Evolutionary Art
04 Apr 2020 • programming, art,I’ve loved genetic algorithms ever since first exploring them during my degree; the idea of allowing a population to “evolve” until they produce a suitable solution is something that fascinates me. But until now, all of my existing genetic applications had been to solve more mathematical, academic problems - I wanted to apply the principle to art.
When I posted the results to my Instagram page, I captioned the post “I’ve been teaching my computer how to make art (sort of…)”. It needed the “sort of”, because without it, the statement isn’t particularly accurate - the algorithm isn’t learning for itself how to copy the art, it’s using the principle of natural selection to refine a better version of the image. This is the basis of genetic algorithms. (This medium article by Vijini Mallawaarachchi, gives a good overview to those unfamiliar with the concept).
So the question in the context of my artwork was essentially: can I find a way of reproducing some given picture or art, with an initially random population of candidate images that “breed” for a number of generations until I start to see members of newer populations that look like the source image?
I chose to create my initial candidate images from many random triangles, all of different colours and sizes. These candidates would breed (and potentially mutate) at each iteration, creating a new generation of candidates. In my application, these children were created by taking genes (triangles) from each parent, and then in the case of any mutations, applying some additional variation.
A fitness function was required to decide which children to keep at each iteration (this is the part that emulates natural selection - the fittest survive).

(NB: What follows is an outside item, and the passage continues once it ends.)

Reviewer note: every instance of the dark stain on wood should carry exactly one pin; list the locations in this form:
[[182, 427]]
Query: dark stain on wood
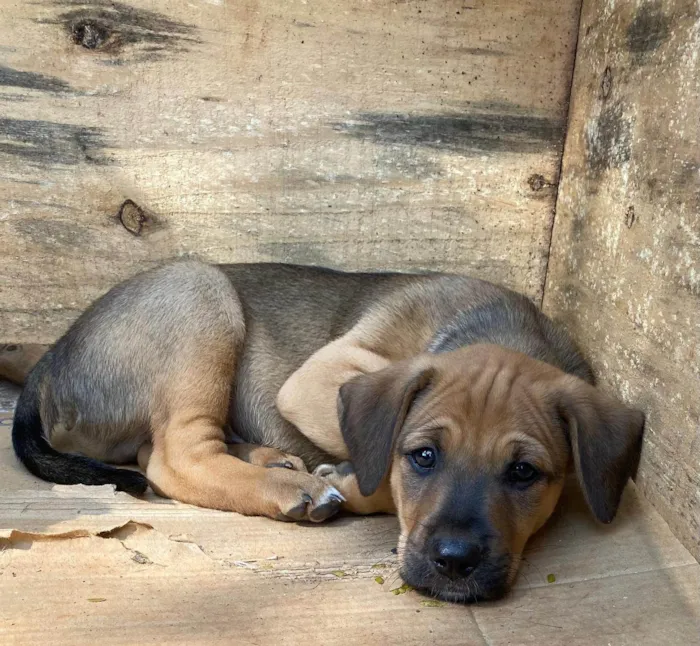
[[133, 217], [465, 133], [606, 83], [31, 81], [608, 139], [648, 30], [478, 51], [46, 143], [116, 27]]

In some computing problems, the fitness function isn’t always immediately obvious, but in this context it was fairly simple - how alike does the candidate look to the original artwork, (by comparing pixels of both images).
You can see the process illustrated above - to the left is the source image, and to the right is the algorithm evolving to produce an image that looks more and more like the original. Each frame of the animation is the best candidate from that generation, and as the generations evolve, so does the best image.
From my initial experiments, it produced some really interesting, abstract results. I’ll no doubt return to this work in the future and try to improve or at least vary the results, given that there’s so much room to tweak the parameters (number of generations, size of population, mutation, way of breeding parents, etc).